El pie es la base del «edificio» que nos sustenta, si los cimientos están mal apoyados, el resto de la estructura se resentirá.
Un pie excesivamente pronado, hará que la tibia rote hacia adentro, a su vez la rodilla y el fémur, produciendo una anteversión del cuello femoral. De la misma manera, si una persona tiene una dismetría (una pierna más corta que otra) podrá sufrir desde dolores de espalda, problemas de aductores, sobrecargas en la rodillas, gemelos.
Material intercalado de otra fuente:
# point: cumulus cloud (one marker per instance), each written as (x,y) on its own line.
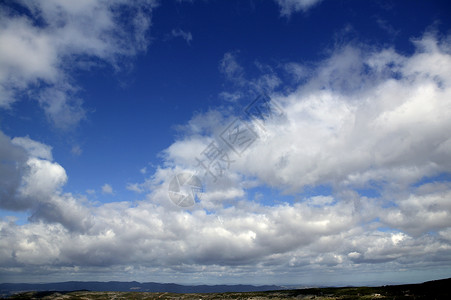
(363,120)
(69,36)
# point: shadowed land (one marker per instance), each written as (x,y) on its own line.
(439,289)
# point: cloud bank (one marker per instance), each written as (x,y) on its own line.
(370,124)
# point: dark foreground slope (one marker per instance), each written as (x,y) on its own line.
(439,289)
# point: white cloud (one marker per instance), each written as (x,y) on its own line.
(287,7)
(107,189)
(34,148)
(186,35)
(72,36)
(386,129)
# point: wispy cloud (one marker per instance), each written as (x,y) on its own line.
(35,60)
(186,35)
(362,119)
(107,189)
(287,7)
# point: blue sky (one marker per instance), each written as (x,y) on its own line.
(103,103)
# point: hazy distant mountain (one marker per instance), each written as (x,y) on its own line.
(119,286)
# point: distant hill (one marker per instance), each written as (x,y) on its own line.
(438,289)
(119,286)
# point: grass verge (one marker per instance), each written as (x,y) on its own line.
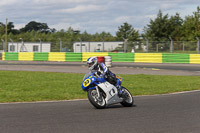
(19,86)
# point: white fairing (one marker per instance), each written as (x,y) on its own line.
(111,93)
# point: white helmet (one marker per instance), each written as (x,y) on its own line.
(92,62)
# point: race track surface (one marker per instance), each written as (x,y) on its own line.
(118,68)
(177,113)
(173,113)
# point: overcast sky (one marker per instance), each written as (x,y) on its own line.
(91,15)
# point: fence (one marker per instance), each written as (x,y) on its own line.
(116,57)
(144,46)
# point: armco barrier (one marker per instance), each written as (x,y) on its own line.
(10,56)
(73,57)
(41,56)
(86,55)
(194,58)
(122,57)
(25,56)
(175,58)
(56,56)
(148,58)
(116,57)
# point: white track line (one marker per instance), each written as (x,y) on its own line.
(75,100)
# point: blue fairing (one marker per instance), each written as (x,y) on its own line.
(90,81)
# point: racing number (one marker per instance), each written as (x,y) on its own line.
(86,82)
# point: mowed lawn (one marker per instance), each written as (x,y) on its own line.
(20,86)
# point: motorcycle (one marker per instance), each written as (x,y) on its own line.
(102,94)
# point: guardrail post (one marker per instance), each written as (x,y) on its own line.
(147,44)
(171,46)
(197,45)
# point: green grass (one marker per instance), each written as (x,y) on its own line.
(19,86)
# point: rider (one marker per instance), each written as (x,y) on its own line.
(104,72)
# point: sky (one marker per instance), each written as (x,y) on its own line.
(92,15)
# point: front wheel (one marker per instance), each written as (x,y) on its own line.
(128,100)
(97,102)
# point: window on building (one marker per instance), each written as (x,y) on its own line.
(35,48)
(12,48)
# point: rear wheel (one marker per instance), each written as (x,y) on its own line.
(128,100)
(97,102)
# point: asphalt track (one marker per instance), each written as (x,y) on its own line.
(175,113)
(118,68)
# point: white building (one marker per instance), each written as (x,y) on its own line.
(29,47)
(96,46)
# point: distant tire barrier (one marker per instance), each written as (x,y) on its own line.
(108,61)
(101,59)
(108,57)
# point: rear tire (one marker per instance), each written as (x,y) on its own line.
(98,103)
(128,102)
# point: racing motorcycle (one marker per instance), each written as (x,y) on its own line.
(101,94)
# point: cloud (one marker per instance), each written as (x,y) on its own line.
(60,1)
(82,9)
(7,2)
(92,15)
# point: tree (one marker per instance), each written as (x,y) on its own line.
(175,27)
(36,26)
(126,31)
(191,26)
(158,29)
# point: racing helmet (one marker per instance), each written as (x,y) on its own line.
(92,62)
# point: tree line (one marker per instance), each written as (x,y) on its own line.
(159,29)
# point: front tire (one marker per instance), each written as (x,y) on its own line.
(127,102)
(98,103)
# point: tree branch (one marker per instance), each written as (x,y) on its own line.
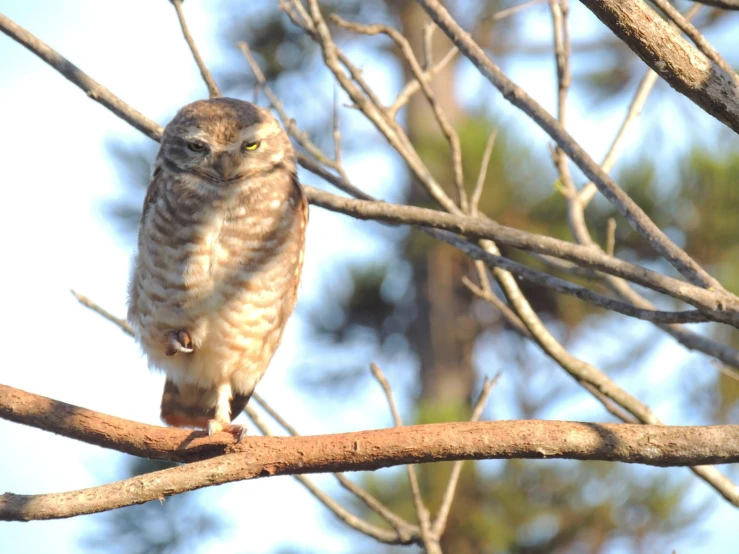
(678,62)
(257,457)
(213,91)
(636,217)
(92,88)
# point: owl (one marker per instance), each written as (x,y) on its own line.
(220,252)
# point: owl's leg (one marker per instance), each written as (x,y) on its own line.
(222,419)
(179,341)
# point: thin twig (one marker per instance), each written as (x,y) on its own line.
(413,86)
(482,175)
(122,323)
(636,217)
(213,91)
(224,460)
(92,88)
(502,14)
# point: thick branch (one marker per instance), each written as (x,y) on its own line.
(723,4)
(257,457)
(677,61)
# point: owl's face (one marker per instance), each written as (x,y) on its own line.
(224,140)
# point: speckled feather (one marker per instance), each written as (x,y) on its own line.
(220,253)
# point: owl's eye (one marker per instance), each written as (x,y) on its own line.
(196,146)
(250,146)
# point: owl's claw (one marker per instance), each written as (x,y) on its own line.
(238,431)
(179,341)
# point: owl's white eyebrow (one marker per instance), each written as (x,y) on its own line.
(260,131)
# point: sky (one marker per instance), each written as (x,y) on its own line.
(59,178)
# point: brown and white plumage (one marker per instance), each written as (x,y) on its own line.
(220,252)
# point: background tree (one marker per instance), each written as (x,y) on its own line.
(415,311)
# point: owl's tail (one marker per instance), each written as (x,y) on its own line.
(188,405)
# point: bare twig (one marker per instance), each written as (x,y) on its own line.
(486,293)
(611,236)
(92,88)
(502,14)
(213,91)
(412,87)
(636,217)
(723,4)
(122,323)
(480,183)
(693,34)
(446,128)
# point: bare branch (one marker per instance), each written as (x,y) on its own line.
(92,88)
(636,217)
(478,228)
(480,183)
(414,86)
(723,4)
(502,14)
(122,323)
(565,287)
(693,34)
(430,542)
(407,536)
(611,236)
(679,63)
(446,503)
(487,294)
(406,532)
(257,457)
(213,91)
(446,128)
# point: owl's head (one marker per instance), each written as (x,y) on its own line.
(224,140)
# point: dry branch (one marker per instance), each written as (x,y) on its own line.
(257,457)
(674,59)
(636,217)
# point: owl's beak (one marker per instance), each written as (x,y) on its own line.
(226,166)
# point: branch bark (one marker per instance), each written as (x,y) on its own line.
(636,217)
(672,57)
(257,457)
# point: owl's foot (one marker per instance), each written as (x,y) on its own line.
(179,341)
(215,426)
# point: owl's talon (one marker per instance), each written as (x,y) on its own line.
(179,341)
(214,426)
(238,431)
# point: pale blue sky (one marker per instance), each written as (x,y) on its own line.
(55,159)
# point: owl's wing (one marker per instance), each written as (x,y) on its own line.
(192,406)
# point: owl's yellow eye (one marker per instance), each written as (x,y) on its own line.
(196,146)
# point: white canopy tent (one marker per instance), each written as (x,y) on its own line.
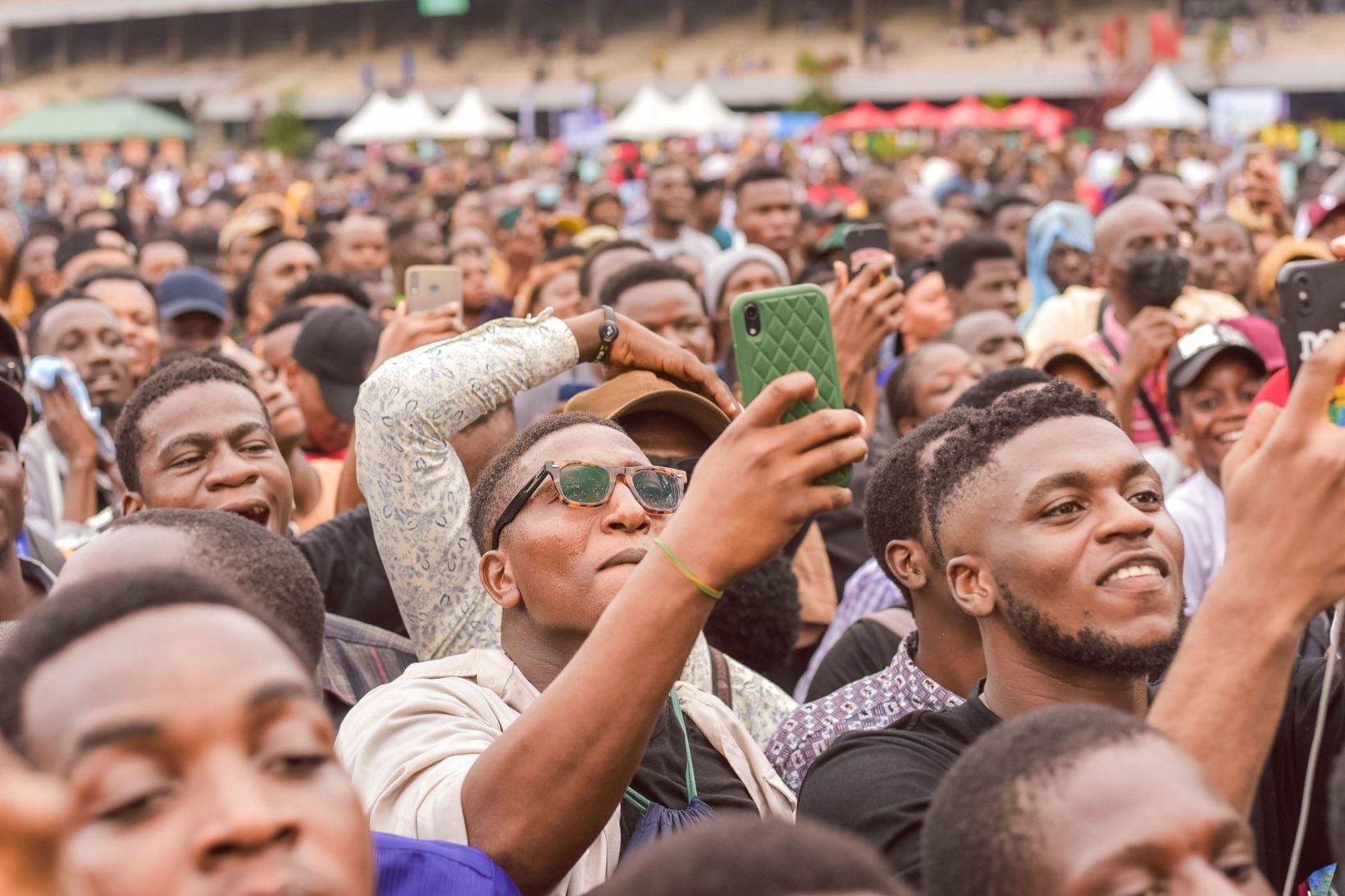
(702,113)
(649,116)
(474,119)
(1161,101)
(390,120)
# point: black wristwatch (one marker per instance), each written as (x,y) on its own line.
(607,334)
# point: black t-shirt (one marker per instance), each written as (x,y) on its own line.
(866,648)
(662,774)
(880,783)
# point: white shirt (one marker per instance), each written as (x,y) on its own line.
(1197,505)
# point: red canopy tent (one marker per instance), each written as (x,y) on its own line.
(916,115)
(970,112)
(1042,119)
(864,116)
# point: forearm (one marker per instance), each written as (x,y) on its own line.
(1246,700)
(595,720)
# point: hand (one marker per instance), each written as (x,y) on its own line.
(1282,486)
(413,330)
(639,348)
(1153,333)
(34,810)
(864,314)
(71,434)
(755,484)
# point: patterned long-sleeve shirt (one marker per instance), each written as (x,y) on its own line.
(868,704)
(418,494)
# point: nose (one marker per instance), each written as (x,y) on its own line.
(244,820)
(623,513)
(230,470)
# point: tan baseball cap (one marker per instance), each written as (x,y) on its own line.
(639,390)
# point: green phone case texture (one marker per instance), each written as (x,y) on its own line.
(796,335)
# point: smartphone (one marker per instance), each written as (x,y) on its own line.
(777,331)
(865,243)
(431,287)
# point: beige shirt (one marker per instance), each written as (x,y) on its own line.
(411,743)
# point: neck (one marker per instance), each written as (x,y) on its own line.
(1019,682)
(949,650)
(663,229)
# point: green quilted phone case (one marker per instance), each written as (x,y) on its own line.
(792,333)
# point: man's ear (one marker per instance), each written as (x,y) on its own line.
(498,577)
(973,587)
(910,564)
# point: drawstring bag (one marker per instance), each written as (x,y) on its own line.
(659,821)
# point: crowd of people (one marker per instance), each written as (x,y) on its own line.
(304,591)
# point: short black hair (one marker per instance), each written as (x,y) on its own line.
(267,570)
(500,480)
(85,608)
(958,260)
(287,315)
(741,853)
(893,507)
(325,284)
(758,174)
(190,371)
(641,273)
(971,449)
(586,271)
(1001,382)
(758,619)
(983,806)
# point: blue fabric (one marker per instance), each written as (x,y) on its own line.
(1065,221)
(426,866)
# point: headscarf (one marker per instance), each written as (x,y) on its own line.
(1065,221)
(724,264)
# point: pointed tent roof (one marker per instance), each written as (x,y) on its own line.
(390,120)
(474,119)
(649,116)
(702,113)
(1161,101)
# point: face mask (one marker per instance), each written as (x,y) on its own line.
(1156,277)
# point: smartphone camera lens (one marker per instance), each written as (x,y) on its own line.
(752,318)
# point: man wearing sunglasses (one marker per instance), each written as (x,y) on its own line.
(529,753)
(418,491)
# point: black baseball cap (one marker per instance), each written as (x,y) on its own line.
(14,412)
(1193,352)
(336,346)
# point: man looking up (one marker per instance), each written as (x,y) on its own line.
(768,213)
(359,247)
(1059,544)
(668,232)
(1024,801)
(981,275)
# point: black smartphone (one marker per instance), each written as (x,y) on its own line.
(865,243)
(1311,307)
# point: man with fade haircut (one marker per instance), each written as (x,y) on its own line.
(916,673)
(981,275)
(179,730)
(1019,814)
(1059,544)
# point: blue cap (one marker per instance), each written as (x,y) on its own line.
(191,289)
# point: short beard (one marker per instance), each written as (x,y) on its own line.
(1090,648)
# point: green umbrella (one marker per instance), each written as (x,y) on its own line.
(111,120)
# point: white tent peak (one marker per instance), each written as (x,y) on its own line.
(1160,101)
(474,119)
(649,116)
(390,120)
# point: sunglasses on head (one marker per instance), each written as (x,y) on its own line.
(586,484)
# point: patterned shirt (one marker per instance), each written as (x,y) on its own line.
(418,494)
(866,592)
(868,704)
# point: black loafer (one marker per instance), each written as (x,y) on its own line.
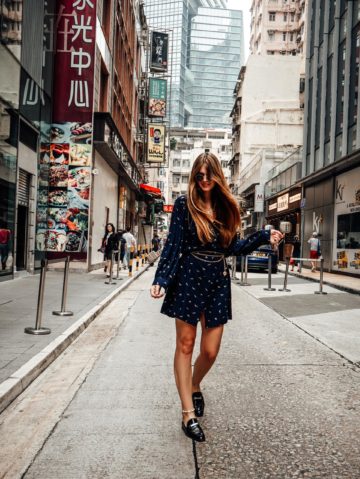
(193,430)
(199,404)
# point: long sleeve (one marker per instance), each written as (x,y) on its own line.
(245,246)
(170,256)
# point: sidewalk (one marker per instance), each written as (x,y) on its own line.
(338,281)
(24,356)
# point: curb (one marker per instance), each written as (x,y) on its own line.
(347,289)
(25,375)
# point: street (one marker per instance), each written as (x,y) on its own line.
(282,400)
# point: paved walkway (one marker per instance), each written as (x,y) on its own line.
(280,403)
(18,302)
(341,281)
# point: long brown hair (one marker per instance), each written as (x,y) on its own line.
(227,213)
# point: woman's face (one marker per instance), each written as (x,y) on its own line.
(204,180)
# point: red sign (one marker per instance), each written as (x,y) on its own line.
(168,208)
(74,61)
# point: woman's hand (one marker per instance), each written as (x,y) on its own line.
(276,237)
(156,291)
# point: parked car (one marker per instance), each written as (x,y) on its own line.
(258,260)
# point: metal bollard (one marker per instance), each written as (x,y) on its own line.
(63,311)
(38,328)
(285,288)
(131,260)
(321,278)
(233,267)
(110,280)
(269,288)
(246,262)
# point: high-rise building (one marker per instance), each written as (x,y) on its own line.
(278,27)
(205,54)
(216,53)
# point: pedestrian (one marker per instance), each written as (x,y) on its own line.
(108,245)
(5,238)
(155,242)
(194,273)
(130,241)
(315,250)
(122,246)
(295,253)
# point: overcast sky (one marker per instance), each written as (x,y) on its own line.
(243,5)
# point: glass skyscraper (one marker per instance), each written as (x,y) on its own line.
(216,55)
(205,57)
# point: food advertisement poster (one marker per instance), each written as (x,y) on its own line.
(157,97)
(159,51)
(66,155)
(347,222)
(156,143)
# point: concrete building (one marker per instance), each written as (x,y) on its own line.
(267,127)
(278,27)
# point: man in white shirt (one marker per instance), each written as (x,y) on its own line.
(130,241)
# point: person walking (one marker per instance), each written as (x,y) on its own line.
(315,250)
(194,273)
(130,241)
(109,244)
(295,253)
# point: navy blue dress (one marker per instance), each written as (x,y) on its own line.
(195,285)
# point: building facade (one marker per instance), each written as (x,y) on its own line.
(278,27)
(216,53)
(206,51)
(331,173)
(70,148)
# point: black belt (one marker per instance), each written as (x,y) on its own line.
(214,258)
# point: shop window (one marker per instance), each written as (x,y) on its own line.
(348,229)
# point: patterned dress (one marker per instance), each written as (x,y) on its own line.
(198,284)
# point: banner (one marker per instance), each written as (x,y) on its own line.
(259,199)
(66,153)
(159,51)
(157,97)
(156,143)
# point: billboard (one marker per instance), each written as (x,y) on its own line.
(157,97)
(159,51)
(156,143)
(64,177)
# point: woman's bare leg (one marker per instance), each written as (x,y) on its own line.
(185,340)
(209,348)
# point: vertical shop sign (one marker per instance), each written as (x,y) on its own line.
(156,143)
(346,250)
(159,51)
(65,159)
(157,97)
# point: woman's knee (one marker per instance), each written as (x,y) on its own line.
(185,343)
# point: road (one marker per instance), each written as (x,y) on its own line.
(280,403)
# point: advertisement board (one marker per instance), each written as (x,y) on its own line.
(159,51)
(156,143)
(66,153)
(157,97)
(346,251)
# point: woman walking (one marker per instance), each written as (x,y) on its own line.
(109,244)
(194,273)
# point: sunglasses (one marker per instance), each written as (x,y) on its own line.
(201,176)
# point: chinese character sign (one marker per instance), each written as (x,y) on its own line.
(66,155)
(156,143)
(74,60)
(159,51)
(157,97)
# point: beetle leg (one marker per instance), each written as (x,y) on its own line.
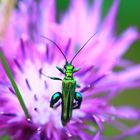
(55,98)
(78,98)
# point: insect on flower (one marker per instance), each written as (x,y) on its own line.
(69,84)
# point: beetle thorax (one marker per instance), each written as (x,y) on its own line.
(69,71)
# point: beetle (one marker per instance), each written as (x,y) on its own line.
(69,84)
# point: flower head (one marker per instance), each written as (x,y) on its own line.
(30,57)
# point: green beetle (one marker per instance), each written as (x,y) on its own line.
(69,93)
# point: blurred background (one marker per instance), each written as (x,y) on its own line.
(128,15)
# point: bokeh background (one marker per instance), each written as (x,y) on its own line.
(128,15)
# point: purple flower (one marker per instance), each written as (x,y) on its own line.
(28,55)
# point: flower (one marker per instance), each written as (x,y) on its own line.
(31,55)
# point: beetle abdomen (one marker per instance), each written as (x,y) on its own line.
(68,91)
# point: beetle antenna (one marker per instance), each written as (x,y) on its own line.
(56,46)
(82,47)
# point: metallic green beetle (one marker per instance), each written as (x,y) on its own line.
(69,85)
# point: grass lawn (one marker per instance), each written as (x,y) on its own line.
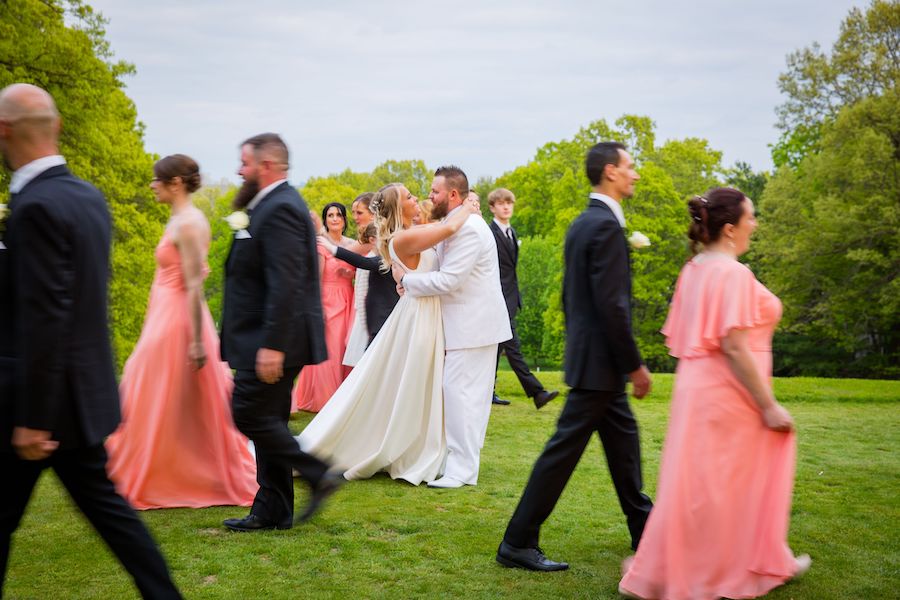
(385,539)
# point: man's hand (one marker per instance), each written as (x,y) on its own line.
(398,272)
(322,241)
(640,382)
(269,365)
(33,444)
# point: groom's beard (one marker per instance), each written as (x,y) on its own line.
(245,194)
(439,211)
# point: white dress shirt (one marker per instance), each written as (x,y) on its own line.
(613,206)
(24,174)
(263,192)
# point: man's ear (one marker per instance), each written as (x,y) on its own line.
(609,172)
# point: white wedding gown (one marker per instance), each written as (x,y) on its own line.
(388,414)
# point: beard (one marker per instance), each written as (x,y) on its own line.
(439,211)
(245,194)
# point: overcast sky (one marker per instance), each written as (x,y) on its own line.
(479,84)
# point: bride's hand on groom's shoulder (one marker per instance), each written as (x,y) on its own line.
(398,272)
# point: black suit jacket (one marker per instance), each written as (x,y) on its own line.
(382,295)
(508,254)
(600,347)
(272,297)
(57,272)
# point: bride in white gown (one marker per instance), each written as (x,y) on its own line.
(388,414)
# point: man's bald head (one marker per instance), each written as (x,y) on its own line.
(29,123)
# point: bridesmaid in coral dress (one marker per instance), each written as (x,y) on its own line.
(318,382)
(719,526)
(177,445)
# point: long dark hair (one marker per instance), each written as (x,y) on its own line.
(341,208)
(710,213)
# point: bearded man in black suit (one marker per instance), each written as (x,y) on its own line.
(501,202)
(272,326)
(601,354)
(58,393)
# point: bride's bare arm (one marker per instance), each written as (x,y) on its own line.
(410,242)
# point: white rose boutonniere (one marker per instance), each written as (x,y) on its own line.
(238,220)
(638,240)
(4,212)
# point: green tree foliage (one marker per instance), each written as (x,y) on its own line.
(59,45)
(540,262)
(743,177)
(865,61)
(552,190)
(829,244)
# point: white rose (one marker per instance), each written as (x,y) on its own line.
(638,240)
(238,220)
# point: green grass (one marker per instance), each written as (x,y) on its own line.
(385,539)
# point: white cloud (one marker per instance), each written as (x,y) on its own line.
(481,84)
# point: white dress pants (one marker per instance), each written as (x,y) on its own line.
(468,388)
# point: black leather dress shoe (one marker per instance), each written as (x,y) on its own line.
(527,558)
(251,523)
(543,397)
(326,486)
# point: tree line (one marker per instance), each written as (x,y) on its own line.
(829,215)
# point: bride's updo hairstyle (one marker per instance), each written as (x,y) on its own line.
(178,165)
(388,219)
(710,213)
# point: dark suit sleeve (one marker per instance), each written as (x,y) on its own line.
(609,280)
(286,238)
(43,276)
(367,263)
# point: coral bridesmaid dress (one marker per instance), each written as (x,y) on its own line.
(177,445)
(719,526)
(318,382)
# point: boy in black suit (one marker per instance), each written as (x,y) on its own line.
(501,203)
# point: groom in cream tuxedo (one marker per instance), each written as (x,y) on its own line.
(475,321)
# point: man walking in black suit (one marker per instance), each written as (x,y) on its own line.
(501,202)
(272,326)
(601,354)
(58,393)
Etc.
Etapas – Estudio biomecánico de la pisada
Anamnesis

Conocer la patología a través del historial del paciente. Hábitos saludables, si practica deportes, tipos de calzado que usa frecuentemente, peso, altura, si ha tenido lesiones ¿Cuáles?, índice de masa corporal, otras enfermedades. Etc.
Recopilación de información.
Exploración podoscopio y camilla

Desde la espalda (parte baja), cadera, hasta los pies. Para detectar cualquier tipo de patología, como por ejemplo la dismetría.
Exploración de las articulaciones y musculatura en camilla, luego test biomecánicos de alineación de piernas y pies, a través del podoscopio.
Estudio de presiones con sensores

En las plantas de los pies, saber la progresión de la pisada, los puntos de apoyo y otros condicionantes.
Analizando la marcha

¿Cómo se realiza el apoyo? entrando y saliendo. Si se apoya más con la punta o el talón, con los laterales. Saber si somos supinadores, pronadores o neutros. Gracias a este completo estudio, sabremos cómo funciona nuestro cuerpo en movimiento.